Manuel Pichulman

Personal information
- Full name: Manuel Caupolicán Pichulman Plaza
- Date of birth: 14 September 1952 (age 73)
- Place of birth: Santiago, Chile
- Position: Forward

Senior career*
- Years: Team / Apps / (Gls)
- Colo-Colo
- 1972–1973: Magallanes
- 1974–1975: Everton
- 1976–1977: Audax Italiano
- 1978–1979: Royal Crossing Schaerbeek
- Santiago Morning
- Iberia

= Manuel Pichulman =

Chilean footballer (born 1952)

Manuel Caupolicán Pichulman Plaza (born 14 September 1952), is a Chilean former professional footballer. He played forward for clubs in Chile, Belgium, and Central America.

==Career==
In Chile Pichulman played for Colo-Colo, Magallanes, Audax Italiano, Everton, Santiago Morning, and Iberia; he is most known for his stint at Magallanes. He was a member of Audax Italiano in 1976, when they were promoted to the Chilean Primera División. He made 18 appearances and scored 9 goals in the 1977 season.
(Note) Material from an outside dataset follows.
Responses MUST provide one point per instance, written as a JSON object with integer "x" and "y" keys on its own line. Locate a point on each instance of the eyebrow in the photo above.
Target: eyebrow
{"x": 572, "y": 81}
In 1978, he emigrated to Europe and joined Royal Crossing Schaerbeek in the Belgian second level for the 1978–79 season. He also played in Central America.

==After football==
Pichulman started an eponymous football academy (Escuela de Fútbol Manuel Pichulman) near Cuncumén, San Antonio.

==Personal life==
Pichulman is of Mapuche descent, his "Pichulman" means "condor feather" in Mapudungun.